Santo, istri Santo, dua anak santo, dua kakak Santo, beberapa sepupu Santo, beberapa keponakan, dan Nadi, berangkat ke Sakai lima hari sebelum natal. Beramai-ramai mereka mengisi setengah bis malam jurusan Pontianak-Pinoh, dan tiba di Pinoh pada pagi hari, ketika kota sedang menyambut matahari. Anak-anak berwajah belepotan bedak dan seragam merah putih berjalan hati-hati di pinggir jalan. Tauke-tauke pemilik toko menyuruh karyawannya membersihkan pelataran. Ibu-ibu mengendarai motor dengan sikap antara ragu dan yakin, sedangkan di bagian depan motor, bergantung kresek-kresek yang dijejali sayur, ayam atau ikan. Tukang ojek dan tukang speed boat masih menguap dan hanya mencuci muka di sungai.
Santo dan rombongannya tidak langsung menuju ke Ambalau, melainkan menuju rumah keluarga Santo untuk menginap semalam. Di sana, sudah menumpuk keluarga Santo dari berbagai penjuru daerah, menjadikan rumah serupa penampungan pengungsi.

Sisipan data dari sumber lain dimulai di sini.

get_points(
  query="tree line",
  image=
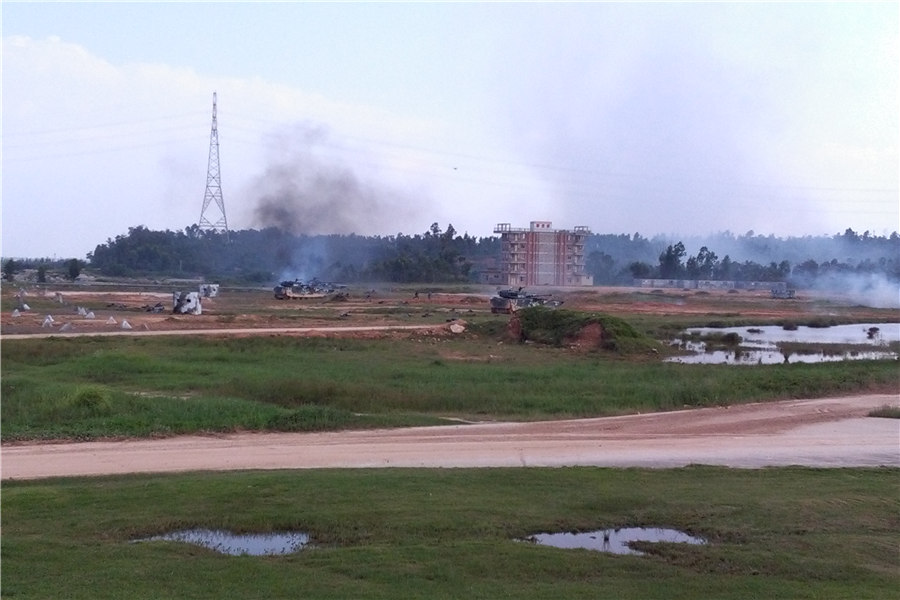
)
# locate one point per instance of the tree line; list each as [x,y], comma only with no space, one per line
[619,259]
[443,255]
[264,256]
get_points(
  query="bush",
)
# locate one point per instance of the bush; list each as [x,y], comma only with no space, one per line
[92,400]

“Sengaja Dalok dibuat waktu Natal. Supaya ramai begini. Ada keluarga yang sudah tak pulang lima tahun, sekarang ikut datang. Libur panjang sampai tahun baru,” ungkap Santo kepada Nadi ketika mereka sedang bersantai di teras rumah. Nadi rasakan nada gembiranya dan ia nyatakan dirinya turut bergembira. Tidak terlukis sama sekali pikiran tentang masalah perusahaan sawit di raut Santo. Orang tua itu sepenuhnya berada dalam kegembiraan menyongsong Natal dan dalok.
“Speed boat hanya ada sampai lusa. Dekat Natal, tak ada speed boat mau jalan. Mereka juga mau natalan. Besok kita ramai-ramai ke Sakai. Sudah pesan speed dari minggu lalu,” lanjut Santo.
Jam sepuluh keesokannya, mereka beramai ke Sakai. Lima speed boat dipesan dan mereka masih saja berhimpit-himpitan. Empat jam kemudian, mereka tiba di Kemangai, singgah sejenak di rumah makan, lalu melanjutkan perjalanan dengan sampan. Sungai sedang pasang sehingga tidak ada masalah riam sungai yang terjal menghalang. Hanya saja, kapar, sampah kayu, terlihat di mana-mana. Beberapa kali sampan menabrak sampah kayu itu, menghasilkan suara dentum kecil di bagian buritan.
Menjelang sore, mereka tiba di Sakai. Meski tidak ada umbul-umbul, meski tidak ada gemerlap lampu-lampu, suasana dalok dan Natal begitu terasa di kampung kecil itu. Banyaknya orang yang berlalu lalang, anak-anak yang berlarian, menandakan akan ada kemeriahan pesta. Raut wajah setiap orang tampak ceria.